8

Let the universe be the set $U$ and a set of subsets $S$ be such that $\cup_{s \in S} s = U$. I am interested in computing the longest sequence of sets $s_1, ..., s_k$ such that:

  1. $s_i \in S$ $\forall i \in [k]$

  2. $s_i \not\subseteq \cup_{j=1}^{i-1} s_j$ (so each $s_i$ adds at least one new element on top of the existing $i-1$ sets)

Is there a polynomial time algorithm that can compute this longest sequence of sets given a $(U, S)$ instance? Or is this known to be hard (a reference paper on this would be much appreciated)?

2 Answers2

0

Quoted from https://cstheory.stackexchange.com/a/27695/48912:

Here I show that the problem is NP-complete.

We convert a CNF to an instance of your problem as follows. Suppose that the variables of the CNF are $n$ $x_i$'s and the clauses are $m$ $C_j$'s, where $n<m$. Let $U=\cup_i (A_i\cup B_i\cup Z_i)$ where all sets in the union are completely disjoint. In fact, $A_i=\{a_{i,j}\mid x_i\in C_j\}\cup\{a_{i,0}\}$ and $B_i=\{b_{i,j}\mid x_i\in C_j\}\cup\{b_{i,0}\}$, while $Z_i$ is any set of cardinality $k=2n+1$. Also denote $Z=\cup_i Z_i$ and fix for every $Z_i$ an increasing family of length $k$ inside it, denoted by $Z_{i,l}$ for $l=1..k$. For every variable $x_i$, we add $2k$ sets to $\mathcal F$, every set of the form $A_i \cup Z_{i,l}$ and $B_i \cup Z_{i,l}$. For every clause $C_j$, we add one set to $\mathcal F$, which contains $Z$, and for every $x_i\in C_j$ element $\{a_{i,j}\}$ and for every $\bar x_i\in C_j$ element $\{b_{i,j}\}$.

Suppose that the formula is satisfiable and fix a satisfying assignment. Then pick the $k$ sets of the form $A_i \cup Z_{i,l}$ or $B_i \cup Z_{i,l}$, depending on whether $x_i$ is true or not. These are $nk$ incremental sets. Now add the $m$ sets corresponding to the clauses. These also keep increasing the size, as the clauses are satisfiable. Finally, we can even add $k$ more sets (one for each variable) to make the sequence cover $U$.
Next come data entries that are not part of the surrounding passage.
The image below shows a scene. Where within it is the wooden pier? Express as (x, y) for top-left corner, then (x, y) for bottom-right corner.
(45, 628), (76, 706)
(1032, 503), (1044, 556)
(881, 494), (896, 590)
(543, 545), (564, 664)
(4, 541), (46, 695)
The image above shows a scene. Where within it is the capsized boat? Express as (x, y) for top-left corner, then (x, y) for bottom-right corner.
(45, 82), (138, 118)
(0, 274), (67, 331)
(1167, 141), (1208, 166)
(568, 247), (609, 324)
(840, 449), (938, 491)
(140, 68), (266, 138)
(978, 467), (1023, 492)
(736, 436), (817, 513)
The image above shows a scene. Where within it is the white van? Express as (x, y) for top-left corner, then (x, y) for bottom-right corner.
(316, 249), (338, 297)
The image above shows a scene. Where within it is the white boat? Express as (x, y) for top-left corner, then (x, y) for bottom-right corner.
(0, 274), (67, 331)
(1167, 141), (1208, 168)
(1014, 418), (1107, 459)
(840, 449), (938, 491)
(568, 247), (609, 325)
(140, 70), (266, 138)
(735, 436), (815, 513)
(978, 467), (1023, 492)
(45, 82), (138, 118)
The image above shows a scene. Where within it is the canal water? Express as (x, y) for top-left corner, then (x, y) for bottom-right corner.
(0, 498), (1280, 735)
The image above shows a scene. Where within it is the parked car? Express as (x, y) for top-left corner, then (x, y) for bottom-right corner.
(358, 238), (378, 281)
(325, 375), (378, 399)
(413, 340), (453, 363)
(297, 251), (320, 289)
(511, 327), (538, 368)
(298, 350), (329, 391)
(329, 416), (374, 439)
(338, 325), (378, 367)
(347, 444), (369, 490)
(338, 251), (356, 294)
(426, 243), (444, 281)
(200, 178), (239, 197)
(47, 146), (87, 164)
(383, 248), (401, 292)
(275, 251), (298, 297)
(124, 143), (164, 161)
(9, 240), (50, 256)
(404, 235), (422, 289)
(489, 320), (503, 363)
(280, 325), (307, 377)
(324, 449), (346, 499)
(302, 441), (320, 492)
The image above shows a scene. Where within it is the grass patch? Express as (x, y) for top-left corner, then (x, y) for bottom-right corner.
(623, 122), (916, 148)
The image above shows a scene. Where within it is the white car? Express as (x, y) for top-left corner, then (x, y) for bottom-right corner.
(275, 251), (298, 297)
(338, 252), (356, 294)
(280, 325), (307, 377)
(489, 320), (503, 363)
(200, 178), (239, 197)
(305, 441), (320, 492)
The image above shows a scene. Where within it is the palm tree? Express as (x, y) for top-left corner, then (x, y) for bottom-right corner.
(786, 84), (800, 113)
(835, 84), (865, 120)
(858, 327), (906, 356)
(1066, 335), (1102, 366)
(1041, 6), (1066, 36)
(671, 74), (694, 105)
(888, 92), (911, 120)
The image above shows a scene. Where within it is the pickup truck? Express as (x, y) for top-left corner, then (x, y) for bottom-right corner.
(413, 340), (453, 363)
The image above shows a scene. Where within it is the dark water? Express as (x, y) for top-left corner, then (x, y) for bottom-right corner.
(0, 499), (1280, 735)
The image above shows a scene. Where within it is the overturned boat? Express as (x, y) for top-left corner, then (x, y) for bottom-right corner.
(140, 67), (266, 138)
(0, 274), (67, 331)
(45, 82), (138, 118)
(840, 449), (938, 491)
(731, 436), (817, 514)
Now suppose that $n(k+1)+m$ sets are put in an incremental sequence. Notice that at most $k+1$ sets corresponding to $x_i$ can be selected for each $x_i$. Thus, if there are no clause sets in the incremental sequence, at most $n(k+1)$ can be selected, which is too few. Notice that as soon as a clause set is selected, we can pick at most two sets corresponding to each $x_i$, a total of at most $2n$ sets. Therefore, we have to pick at least $n(k-1)$ variable sets before any clause set is picked. But as we can pick at most $k+1$ for each $x_i$, this means that for each we have picked at least $1$, as $k=2n+1$. This determines the "value" of the variable, thus we can pick only "true" clauses.

xskxzr
  • 7,613
  • 5
  • 24
  • 47
-1

Consider the decision version of the set-cover problem: given a collection of sets $S_i \subset U$, we need to determine whether there exists a cover of size at least $k$.

Given such an instance, we create $k$ dummy elements $e_{d_1}, \dots, e_{d_k}$. Now, for each of the subsets $S_i$, we create $k$ copies for each such $e_{d_j}$.

This serves as a reduction to the set-cover variant given in the question. More specifically, if we can get a sequence of length $k$ (at least), then we do indeed have an original set-cover of size $k$. The formal proof is left for the reader.

Hence, the considered problem is NP-hard.

codeR
  • 1,983
  • 7
  • 17